Pain in the back or neck area can be continuous or intermittent and range from mild to severe. Neck pain is defined as pain that occurs in the cervical vertebrae in your neck. Lower back pain is most common and often affects the lumbar vertebrae.

Arachnoiditis

Arachnoiditis is a chronic pain condition caused by inflammation of the arachnoid membrane, which surrounds and protects the spinal cord nerves. As the disease progresses and the symptoms become worse, the inflammation can lead to scar tissue formation, which in turn can cause the spinal nerves to adhere to one another and malfunction.

Occipital Headaches

An occipital headache, or neuralgia, is a condition in which the nerves that run from base of the cervical spine up through the scalp, called the occipital nerves, are inflamed or injured.

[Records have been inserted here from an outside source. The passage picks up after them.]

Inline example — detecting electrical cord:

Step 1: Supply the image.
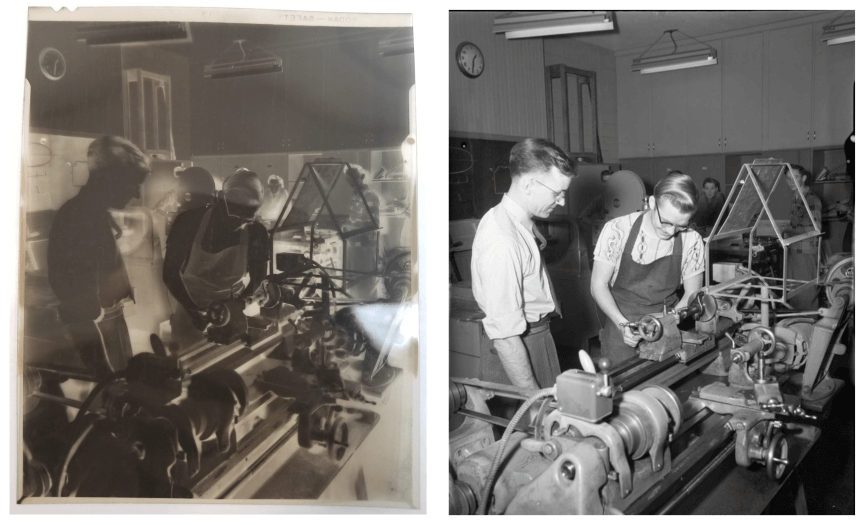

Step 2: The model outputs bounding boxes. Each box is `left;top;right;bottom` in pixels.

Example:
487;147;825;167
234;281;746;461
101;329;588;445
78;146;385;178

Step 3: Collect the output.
72;370;126;424
57;418;96;498
478;387;556;515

You might feel pain in the back of your head or the base of your skull.

Muscle/Myofascial Pain

Myofascial pain is a chronic pain condition in which pressure on sensitive or trigger points in the muscle causes pain. This pain, known as referred pain, is often felt in parts of the body seemingly unrelated to the origination area.

Epidural Fibrosis

Epidural fibrosis is the excessive production of scar tissue near the root of a nerve. Most commonly it can occur following spinal surgery. 

Spinal Stenosis

The word “stenosis” refers to the abnormal narrowing of a channel within the body. When used in reference to the spine, stenosis means the bone channel of the spinal cord has narrowed or is narrowing.

Failed Back Surgery Syndrome

After any spine surgery, a percentage of patients still may experience pain. This is called failed back or failed fusion syndrome, which is characterized by uncontrollable pain and an inability to return to normal activities.